We live in a country that is addicted to incarceration as a tool for social control. As it stands now, justice systems are extremely expensive, do not rehabilitate but in fact make the people that experience them worse, and have no evidence-based correlatives to reducing crime. Yet with that track record they continue to thrive. . . . Only an addict would see that as an OK result.
You can only protect your liberties in this world by protecting the other man’s freedom. You can only be free if I am free.
Freedom is not worth having if it does not connote freedom to err. . . . It passes my comprehension how human beings, be they ever so experienced and able, can delight in depriving other human beings of that precious right.
A cage went in search of a bird.
I don’t like jail. They got the wrong kind of bars in there.
We are all mistaken sometimes; sometimes we do wrong things, things that have bad consequences. But it does not mean we are evil, or that we cannot be trusted ever afterward.
I’ve never had a problem with drugs. I’ve had problems with the police.
Policemen so cherish their status as keepers of the peace and protectors of the public that they have occasionally been known to beat to death those citizens or groups who question that status.
Who thinks of justice unless he knows injustice?
Crimes were committed to punish crimes, and crimes were committed to prevent crimes. The world has been filled with prisons and dungeons, with chains and whips, with crosses and gibbets, with thumbscrews and racks, with hangmen and headsmen — and yet these frightful means and instrumentalities and crimes have accomplished little for the preservation of property or life. It is safe to say that governments have committed far more crimes than they have prevented.
[Lawyer to potential client:] You have a pretty good case, Mr. Pitkin. How much justice can you afford?
The one thing people cannot bear is a sense of injustice. Poverty, cold, even hunger, are more bearable than injustice.
If we had no faults of our own, we should not take so much pleasure in noticing those in others and judging their lives as either black or white, good or bad. We all live our lives in shades of gray.

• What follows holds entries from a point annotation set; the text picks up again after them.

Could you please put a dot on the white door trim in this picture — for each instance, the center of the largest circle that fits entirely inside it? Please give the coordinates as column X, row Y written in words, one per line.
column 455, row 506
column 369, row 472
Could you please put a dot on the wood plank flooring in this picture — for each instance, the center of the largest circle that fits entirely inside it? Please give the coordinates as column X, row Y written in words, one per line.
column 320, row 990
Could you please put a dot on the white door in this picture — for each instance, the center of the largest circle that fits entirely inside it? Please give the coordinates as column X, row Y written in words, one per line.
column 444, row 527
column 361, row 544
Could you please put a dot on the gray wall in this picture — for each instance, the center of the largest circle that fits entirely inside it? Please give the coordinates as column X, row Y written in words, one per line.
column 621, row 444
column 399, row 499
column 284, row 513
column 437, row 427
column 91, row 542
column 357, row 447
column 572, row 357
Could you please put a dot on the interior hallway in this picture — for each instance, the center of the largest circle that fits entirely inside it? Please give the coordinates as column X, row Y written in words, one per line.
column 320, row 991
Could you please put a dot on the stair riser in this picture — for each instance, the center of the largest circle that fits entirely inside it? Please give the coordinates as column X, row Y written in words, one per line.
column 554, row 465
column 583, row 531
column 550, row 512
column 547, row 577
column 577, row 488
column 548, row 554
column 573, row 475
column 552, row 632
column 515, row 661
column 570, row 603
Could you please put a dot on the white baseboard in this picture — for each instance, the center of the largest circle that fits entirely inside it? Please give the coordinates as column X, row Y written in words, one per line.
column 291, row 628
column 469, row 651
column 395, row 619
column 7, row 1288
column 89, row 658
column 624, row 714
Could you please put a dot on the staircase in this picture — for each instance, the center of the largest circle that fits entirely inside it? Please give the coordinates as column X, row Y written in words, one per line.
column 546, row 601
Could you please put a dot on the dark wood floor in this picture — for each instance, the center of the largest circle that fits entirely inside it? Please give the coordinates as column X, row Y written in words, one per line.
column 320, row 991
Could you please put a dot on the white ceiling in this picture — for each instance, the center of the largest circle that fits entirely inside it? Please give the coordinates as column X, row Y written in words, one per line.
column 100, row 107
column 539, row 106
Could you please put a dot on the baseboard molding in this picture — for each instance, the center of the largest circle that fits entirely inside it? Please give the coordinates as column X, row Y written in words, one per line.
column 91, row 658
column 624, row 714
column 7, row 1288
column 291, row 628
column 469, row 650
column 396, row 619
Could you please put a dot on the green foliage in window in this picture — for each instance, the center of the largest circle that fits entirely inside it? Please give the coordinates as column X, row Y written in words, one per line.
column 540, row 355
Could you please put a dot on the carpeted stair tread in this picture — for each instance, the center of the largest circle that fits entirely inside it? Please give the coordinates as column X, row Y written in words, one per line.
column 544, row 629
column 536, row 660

So long as every institution of today, economic, political, social, and moral, conspires to misdirect human energy into wrong channels; so long as most people are out of place doing the things they hate to do, living a life they loathe to live, crime will be inevitable, and all the laws on the statutes can only increase, but never do away with, crime.
When I see the “Ten Most Wanted” lists . . . I always have this thought: If we’d made them feel wanted earlier, they wouldn’t be wanted now.
In a free society, all are involved in what some are doing. Some are guilty, all are responsible.
The czarina Maria Fëdorovna was known throughout Russia for her philanthropy. She once saved a prisoner from transportation to Siberia by transposing a single comma in a warrant signed by Alexander. The czar had written: “Pardon impossible, to be sent to Siberia.” After Maria’s intervention, the note read: “Pardon, impossible to be sent to Siberia.” The prisoner was subsequently released.
There is no true justice unless mercy is part of it.
We need to forgive and be forgiven every day, every hour increasingly. That is the great work of love among the fellowship of the weak that is the human family.